Skip many details but I’m checking Neofinder to see what was on the big backup volume. Its mostly Folder = Volume backups and a couple odd files. All the original drives are online, and have backups onto second tier of drives. However several folders show empty. Thats not good but I guess Neofinder was running when the volumes outright quit. No problem, let me just pull a backup db file from time machine. Hmmm, server only has one from an hr ago, that won’t do since it looks like the backup raid failed a couple days ago. Checking across other machines TM only laptop has TM going back normal length of time. Restore Neofinder db file.

Why isn’t TM backing up correctly ? no good reason, TM has always been flaky for no reason. TM network volume has plenty of space, no errors from TM complaining its corrupted and needs to create new backup for many months. In fact the last time I got this error it was from the machine with deep set of backups. I’ll investigate later.

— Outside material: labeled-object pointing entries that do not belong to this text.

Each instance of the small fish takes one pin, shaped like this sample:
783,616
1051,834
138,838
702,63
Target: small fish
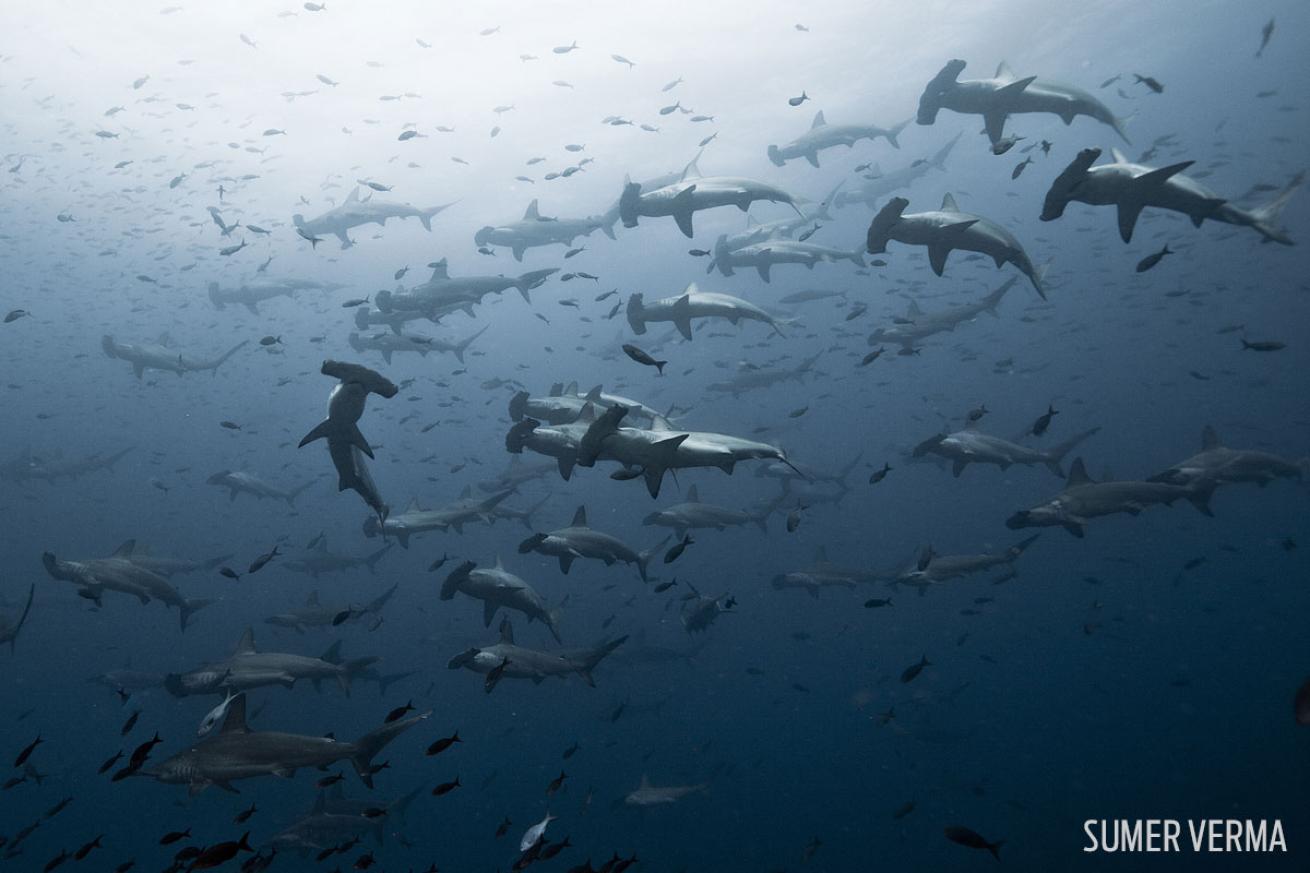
446,788
443,743
1150,83
1043,421
1263,345
1005,144
912,671
1152,260
972,839
642,358
258,564
676,551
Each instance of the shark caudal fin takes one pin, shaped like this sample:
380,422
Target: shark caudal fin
190,607
426,215
596,656
223,358
1266,218
643,559
374,742
890,135
1055,458
460,348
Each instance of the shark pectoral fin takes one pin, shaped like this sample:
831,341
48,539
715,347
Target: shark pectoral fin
937,254
994,126
320,431
358,441
683,210
1128,214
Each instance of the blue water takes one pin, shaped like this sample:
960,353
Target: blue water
1103,680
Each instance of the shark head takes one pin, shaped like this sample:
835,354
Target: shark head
1066,184
519,434
942,83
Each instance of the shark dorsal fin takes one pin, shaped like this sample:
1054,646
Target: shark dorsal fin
235,722
1078,473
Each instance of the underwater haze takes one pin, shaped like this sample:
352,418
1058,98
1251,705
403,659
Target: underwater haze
662,437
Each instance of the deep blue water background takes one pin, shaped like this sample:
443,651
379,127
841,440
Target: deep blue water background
1177,704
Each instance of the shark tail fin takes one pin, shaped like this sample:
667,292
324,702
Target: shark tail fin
375,741
895,131
599,654
187,610
1055,458
1266,218
426,215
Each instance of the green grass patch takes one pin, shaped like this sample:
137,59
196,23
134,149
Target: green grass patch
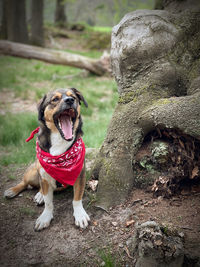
14,129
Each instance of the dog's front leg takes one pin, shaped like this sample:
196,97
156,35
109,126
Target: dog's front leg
80,215
47,215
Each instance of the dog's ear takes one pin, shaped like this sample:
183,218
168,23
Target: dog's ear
41,109
80,96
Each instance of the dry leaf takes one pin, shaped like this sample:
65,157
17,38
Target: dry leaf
129,223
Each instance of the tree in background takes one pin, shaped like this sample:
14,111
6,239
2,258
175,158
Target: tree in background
60,16
14,27
37,33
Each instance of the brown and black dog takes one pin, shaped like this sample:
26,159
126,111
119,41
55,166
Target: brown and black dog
60,127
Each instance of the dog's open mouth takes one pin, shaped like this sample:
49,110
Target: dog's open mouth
64,123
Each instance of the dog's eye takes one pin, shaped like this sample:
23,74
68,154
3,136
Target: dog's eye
56,99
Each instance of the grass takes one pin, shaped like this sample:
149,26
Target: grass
31,79
108,259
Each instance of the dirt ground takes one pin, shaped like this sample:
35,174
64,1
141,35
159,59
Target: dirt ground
63,244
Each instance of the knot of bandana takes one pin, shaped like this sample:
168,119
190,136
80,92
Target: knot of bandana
64,168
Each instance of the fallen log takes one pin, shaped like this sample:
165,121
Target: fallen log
97,67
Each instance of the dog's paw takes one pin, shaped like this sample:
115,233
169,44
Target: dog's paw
43,221
9,193
81,217
39,199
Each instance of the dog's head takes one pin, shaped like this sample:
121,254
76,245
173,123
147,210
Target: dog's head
60,111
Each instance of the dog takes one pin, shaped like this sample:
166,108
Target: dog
59,137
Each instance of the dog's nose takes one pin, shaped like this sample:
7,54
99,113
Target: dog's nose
69,100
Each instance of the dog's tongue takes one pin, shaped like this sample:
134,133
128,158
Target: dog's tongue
66,126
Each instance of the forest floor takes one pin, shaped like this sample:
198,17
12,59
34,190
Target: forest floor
106,242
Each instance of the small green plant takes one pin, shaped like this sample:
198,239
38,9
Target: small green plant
107,258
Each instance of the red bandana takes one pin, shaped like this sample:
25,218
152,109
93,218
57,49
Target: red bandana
64,168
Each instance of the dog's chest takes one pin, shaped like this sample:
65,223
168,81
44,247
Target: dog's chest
58,144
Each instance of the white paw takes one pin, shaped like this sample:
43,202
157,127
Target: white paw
39,199
44,220
9,193
80,215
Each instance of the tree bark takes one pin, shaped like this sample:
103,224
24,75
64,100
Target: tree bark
155,59
53,56
16,21
60,16
37,34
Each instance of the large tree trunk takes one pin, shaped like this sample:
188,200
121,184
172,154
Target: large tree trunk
98,67
155,59
37,34
16,21
60,16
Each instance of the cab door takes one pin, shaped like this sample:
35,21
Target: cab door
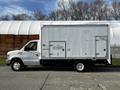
30,55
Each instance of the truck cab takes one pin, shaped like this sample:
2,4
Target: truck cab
29,54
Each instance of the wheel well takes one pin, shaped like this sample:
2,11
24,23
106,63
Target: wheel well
16,59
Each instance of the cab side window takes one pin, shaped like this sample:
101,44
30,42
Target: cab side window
32,46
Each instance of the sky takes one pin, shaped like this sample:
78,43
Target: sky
28,6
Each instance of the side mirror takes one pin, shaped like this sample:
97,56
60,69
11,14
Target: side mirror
26,48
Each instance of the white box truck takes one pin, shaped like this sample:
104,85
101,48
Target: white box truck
75,45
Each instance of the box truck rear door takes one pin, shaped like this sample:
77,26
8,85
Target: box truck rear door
101,46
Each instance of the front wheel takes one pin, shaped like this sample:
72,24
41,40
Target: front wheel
79,66
16,65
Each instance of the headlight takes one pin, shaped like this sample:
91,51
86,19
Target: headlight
8,56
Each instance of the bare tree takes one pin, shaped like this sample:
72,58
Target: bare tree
38,15
5,17
116,10
21,17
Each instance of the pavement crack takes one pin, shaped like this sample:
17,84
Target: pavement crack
41,88
102,87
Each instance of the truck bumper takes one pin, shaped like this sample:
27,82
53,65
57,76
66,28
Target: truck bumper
7,62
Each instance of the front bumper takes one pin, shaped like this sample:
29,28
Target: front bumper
7,62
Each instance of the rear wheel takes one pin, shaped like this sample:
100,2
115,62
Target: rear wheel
16,65
79,66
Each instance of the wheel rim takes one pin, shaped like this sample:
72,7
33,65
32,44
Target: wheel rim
80,66
16,65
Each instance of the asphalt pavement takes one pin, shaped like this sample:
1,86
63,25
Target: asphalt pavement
97,78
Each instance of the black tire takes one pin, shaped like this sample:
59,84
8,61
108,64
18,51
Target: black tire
79,66
17,65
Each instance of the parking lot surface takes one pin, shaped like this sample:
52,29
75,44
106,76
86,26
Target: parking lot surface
98,78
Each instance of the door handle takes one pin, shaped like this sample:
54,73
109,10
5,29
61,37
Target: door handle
37,54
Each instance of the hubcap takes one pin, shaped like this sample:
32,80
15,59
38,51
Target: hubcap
16,65
80,66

Things I did right :I indexed everything with Neofinder with automatic updates 3 times a week. I have copies of all neofinder db files on all machines. They get updated by an automatic Chronsync batch backup that runs twice a week that cross syncs all machines. While I could run from central server, I opted to go with local copies for performance and when you travel, you need the local copy. I’m not getting into serving the files via the internet if I don’t have to as some of them are several hundred megs each. No fun on a hotel internet connection.

New idea. Put the original drives from the raid into another case. Another thing done right : don’t use a case’s hardware raid controller, use the OS for just such emergencies because when a case fails, you don’t have to worry about finding another exact match years after you bought it to get things working again.

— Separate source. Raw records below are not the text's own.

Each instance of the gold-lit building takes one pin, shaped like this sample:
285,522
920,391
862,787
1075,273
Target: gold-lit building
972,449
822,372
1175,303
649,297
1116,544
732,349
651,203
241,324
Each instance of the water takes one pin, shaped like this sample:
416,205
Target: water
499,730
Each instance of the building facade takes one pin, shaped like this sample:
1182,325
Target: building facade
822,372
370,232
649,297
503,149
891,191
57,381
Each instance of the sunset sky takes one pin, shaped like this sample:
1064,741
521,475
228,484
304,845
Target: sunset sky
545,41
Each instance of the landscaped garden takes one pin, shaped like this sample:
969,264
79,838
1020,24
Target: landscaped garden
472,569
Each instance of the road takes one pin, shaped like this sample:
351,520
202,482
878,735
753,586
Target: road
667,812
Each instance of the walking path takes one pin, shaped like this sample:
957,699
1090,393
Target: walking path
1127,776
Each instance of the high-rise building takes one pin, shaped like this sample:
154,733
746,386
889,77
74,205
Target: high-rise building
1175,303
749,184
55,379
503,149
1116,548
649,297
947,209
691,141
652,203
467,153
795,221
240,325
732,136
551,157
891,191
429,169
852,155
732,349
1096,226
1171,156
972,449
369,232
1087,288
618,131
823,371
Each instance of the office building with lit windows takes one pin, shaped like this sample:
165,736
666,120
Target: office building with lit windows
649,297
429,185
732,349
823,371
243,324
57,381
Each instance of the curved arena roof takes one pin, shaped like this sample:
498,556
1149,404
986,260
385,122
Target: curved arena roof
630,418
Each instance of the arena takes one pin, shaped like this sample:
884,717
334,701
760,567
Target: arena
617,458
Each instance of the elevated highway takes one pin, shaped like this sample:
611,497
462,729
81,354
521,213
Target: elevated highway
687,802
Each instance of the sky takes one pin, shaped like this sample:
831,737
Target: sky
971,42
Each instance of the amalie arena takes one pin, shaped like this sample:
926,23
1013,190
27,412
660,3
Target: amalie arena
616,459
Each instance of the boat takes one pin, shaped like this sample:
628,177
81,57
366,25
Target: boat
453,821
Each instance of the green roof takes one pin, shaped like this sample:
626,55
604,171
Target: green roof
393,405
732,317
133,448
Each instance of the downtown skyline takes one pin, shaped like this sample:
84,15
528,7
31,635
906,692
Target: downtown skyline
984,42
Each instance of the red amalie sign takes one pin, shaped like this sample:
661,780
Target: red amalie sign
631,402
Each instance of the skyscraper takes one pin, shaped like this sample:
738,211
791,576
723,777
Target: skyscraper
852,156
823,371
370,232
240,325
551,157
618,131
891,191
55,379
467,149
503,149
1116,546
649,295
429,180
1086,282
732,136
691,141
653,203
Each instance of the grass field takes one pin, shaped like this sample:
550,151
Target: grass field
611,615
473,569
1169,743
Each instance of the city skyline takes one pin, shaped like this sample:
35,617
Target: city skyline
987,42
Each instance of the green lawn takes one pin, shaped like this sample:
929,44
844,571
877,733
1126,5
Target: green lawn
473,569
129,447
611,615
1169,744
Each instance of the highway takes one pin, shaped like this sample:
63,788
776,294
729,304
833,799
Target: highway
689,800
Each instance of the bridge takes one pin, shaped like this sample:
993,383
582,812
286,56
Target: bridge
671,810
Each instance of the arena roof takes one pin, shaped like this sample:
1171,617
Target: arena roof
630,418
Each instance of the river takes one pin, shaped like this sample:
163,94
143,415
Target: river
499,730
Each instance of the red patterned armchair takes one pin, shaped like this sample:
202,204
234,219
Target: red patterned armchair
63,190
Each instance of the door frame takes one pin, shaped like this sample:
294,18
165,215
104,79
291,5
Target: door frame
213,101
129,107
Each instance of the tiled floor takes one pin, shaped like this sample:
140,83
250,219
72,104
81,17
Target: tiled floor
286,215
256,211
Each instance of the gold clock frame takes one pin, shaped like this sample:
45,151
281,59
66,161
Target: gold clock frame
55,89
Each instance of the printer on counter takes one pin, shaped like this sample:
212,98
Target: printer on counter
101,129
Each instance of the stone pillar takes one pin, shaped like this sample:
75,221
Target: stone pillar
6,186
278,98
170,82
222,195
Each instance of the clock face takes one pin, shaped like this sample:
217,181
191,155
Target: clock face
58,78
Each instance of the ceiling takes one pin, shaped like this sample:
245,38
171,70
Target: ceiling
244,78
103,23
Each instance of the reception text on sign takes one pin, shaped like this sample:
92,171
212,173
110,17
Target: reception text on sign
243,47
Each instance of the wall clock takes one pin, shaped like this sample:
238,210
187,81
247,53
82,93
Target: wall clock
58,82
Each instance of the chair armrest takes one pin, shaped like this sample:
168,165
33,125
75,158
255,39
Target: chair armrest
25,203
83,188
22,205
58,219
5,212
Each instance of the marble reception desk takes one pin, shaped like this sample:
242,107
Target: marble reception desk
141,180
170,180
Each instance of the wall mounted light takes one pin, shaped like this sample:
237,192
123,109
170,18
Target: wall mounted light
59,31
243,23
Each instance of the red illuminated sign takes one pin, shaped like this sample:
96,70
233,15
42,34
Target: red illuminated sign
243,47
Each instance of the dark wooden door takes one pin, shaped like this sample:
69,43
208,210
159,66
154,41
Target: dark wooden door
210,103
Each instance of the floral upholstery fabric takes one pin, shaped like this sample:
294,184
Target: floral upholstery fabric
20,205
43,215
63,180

First try : raid shows up, then unmounts, every 30 secs. Disk utility complains things aren’t right. The driver are in the case as 4tb 4tb 6tb blue 6 tb red. I mess around a but thinking maybe OS X is running background repair, looking at log files. Nothing good after 30 minutes.I hope maybe OS X corrects the problem and mounts the drives. Nope.

Crazy idea : what if the order of the drives in the case matters ? It shouldn’t, but its one thing I’ve never tested in this confg. Randomly, I swap the middle two drives so that bottom to top its 4tb 6tb blue 4 tb 6tb red. I know the bottom drive is the 1st volume of the original set. It works ! who would of thought that in a JBOD the order of the drives makes any difference ? well at least for OS X it does. New thing learned.

I run disk first aid, everything is good. Everything is good. So now I wait for drives and new case to show up where I’ll decide how to set up the new backup array, and then copy back everything. At least I have no work hanging over my head to make managing this a pressure situation.

More learning : apple JBOD with HFS+ isn’t a full implementation. The way its supposed to work is that each drive is complete with dir and files, just as a giant volume. Apple apparently is keeping the directory all on the first volume of the set. Worse is that if a data volume drops off, the entire raid goes down. By spec, you should only loose whats on that one drive and everything is ok. Thats why I picked this setup. With HFS+ it doesn’t work this way. Since I’m starting over, I’m going to take a more detailed look at raid options in APFS since its actually using containers. I’ll do some testing and see if apple has improved their JBOD formatting to act and perform more like the spec, or not. I’m going to do some active volume failure tests before committing to a copy of 15tb of data.

No data lost it looks like after checking everything. Only time and money which is the best case for significant failure. I’d planned for this to happen and even tested a few failures. Mostly things worked because I had enough copies meaning at least 3, and in some cases 5 so that in the case of TM, I still had one machine with good backup I could reach into.

Living on the edge of the digital abyss –